Kennedy goes on to accuse the majority of rewriting R.C. 3319.321(B), saying that in order for the majority position to be correct, the words “or former student” or “former student who attended” would need to be added throughout the existing statute. But the legislature didn’t write the statute that way. She accuses the majority of going beyond the four corners of the statute to consider canons of statutory construction such as the object of the statute, the circumstances under which it was enacted, the legislative history, and the consequences of a given construction, which should only be done when a statute is ambiguous, and not when the plain language is clear. She goes into considerable detail about this. For example, Kennedy addresses the matter of federal agency enforcement of FERPA though the Department of Education, noting that the Department does not withhold funds from schools that have a policy granting access to the school records of former students who died as adults.

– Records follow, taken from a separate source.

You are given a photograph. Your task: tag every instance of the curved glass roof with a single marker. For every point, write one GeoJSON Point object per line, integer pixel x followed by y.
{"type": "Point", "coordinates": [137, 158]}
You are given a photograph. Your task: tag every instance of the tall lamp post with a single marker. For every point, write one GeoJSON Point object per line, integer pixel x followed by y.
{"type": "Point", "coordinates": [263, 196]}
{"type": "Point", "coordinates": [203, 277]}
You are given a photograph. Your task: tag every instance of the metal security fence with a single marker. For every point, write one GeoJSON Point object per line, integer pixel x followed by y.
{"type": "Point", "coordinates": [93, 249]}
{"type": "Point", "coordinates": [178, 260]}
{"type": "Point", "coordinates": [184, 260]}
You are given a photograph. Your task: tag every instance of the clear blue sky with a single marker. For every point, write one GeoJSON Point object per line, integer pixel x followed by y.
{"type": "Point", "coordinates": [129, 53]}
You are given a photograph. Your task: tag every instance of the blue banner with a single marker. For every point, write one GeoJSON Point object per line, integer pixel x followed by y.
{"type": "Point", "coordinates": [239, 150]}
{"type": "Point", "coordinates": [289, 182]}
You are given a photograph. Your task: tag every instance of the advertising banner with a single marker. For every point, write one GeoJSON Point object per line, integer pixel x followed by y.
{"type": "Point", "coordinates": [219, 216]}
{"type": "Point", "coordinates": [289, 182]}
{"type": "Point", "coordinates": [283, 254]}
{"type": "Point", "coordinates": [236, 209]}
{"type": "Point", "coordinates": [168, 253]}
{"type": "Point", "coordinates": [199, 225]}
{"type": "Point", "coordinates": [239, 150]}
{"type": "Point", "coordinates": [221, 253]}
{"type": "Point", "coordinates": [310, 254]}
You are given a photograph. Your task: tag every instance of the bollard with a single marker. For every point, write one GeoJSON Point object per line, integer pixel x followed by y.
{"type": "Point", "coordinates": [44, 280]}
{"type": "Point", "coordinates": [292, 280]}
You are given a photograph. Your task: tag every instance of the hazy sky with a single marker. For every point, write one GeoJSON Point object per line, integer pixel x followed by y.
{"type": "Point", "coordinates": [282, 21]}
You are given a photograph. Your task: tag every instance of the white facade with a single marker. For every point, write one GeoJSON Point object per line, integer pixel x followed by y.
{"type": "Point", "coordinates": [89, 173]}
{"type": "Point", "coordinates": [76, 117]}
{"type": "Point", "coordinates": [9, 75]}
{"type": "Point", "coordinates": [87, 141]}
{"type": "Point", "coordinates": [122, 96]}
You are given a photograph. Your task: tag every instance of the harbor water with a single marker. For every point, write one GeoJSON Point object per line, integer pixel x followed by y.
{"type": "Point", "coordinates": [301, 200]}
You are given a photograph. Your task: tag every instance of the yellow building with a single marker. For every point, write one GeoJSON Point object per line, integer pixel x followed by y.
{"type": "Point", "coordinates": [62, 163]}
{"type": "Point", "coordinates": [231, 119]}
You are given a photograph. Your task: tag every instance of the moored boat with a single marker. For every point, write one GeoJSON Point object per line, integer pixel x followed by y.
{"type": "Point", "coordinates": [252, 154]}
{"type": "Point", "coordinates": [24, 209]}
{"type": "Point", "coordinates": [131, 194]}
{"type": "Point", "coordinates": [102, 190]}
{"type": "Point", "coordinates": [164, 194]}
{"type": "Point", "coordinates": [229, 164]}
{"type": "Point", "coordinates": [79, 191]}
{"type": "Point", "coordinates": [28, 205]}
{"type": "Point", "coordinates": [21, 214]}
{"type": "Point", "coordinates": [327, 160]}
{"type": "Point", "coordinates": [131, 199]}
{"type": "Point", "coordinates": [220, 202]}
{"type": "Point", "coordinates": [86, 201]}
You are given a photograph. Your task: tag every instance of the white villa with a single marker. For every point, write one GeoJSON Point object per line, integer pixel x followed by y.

“Despite the majority’s bluster, then, this case has nothing to do with federal funding of Ohio schools but is really about whether the people of this state have a right to access public records,” Kennedy wrote.
Bluster? Wait, there’s more, about those activists in the majority:
Kennedy writes, “[b]ut even if there were a risk to federal funding, it would not grant this court super-legislative authority to substitute its judgment for that of the General Assembly and rewrite the plain language that the General Assembly enacted. It may be good policy for Ohio to prohibit access to records pertaining to both current and former students of a public school, but it is the General Assembly, not this court, that is the ultimate arbiter of public policy in this state.” (citation omitted).
Bottom Line, for Kennedy
R.C. 3319.321(B) does not prohibit the release of Connor Betts’s school records in this case. Since the appeals court did not reach the argument that FERPA precludes the release of these records, she would reverse the judgment of the court of appeals and send the case back there to consider the FERPA issue.
Case Disposition
R.C. 319.321(B) prohibits the disclosure of Connor Betts’s school records sought by the News Media. Because of this finding, the Court does not reach the issue of whether FERPA also prohibits disclosure. The school district correctly denied the public records request, and the Second District’s judgment denying the writ of mandamus is affirmed.
Concluding Observations
Both student contributor Brandon Bryer and I correctly called this for the School District.
After argument, I wrote that it looked
“Like a straight-up win for the School District. I think the Court will find the statute unambiguous, and the legislative intent clear-no after-death-release exception. This Court certainly will not add words that aren’t there. They aren’t that kind of folks. Justices DeWine and Fischer made their positions emphatically clear right from the outset. The legislature clearly meant the records could not be released without consent, and there is no after-death exception. Also, the Court is clearly not going to be bound by the “guidance” from the U.S. Department of Education. That is a variation on the theme of the new judicial federalism, of which Justice French has been a strong proponent.”
I found Justice Kennedy’s dissent overwritten, and with a very harsh tone (In fairness, the majority does call her reading of the OSPA “nonsensical’) Despite her many arguments, she persuaded no one else of her position. She also never addressed the sunset provision at all—a point that seemed particularly persuasive to Justice Fischer during oral argument, and to me as well.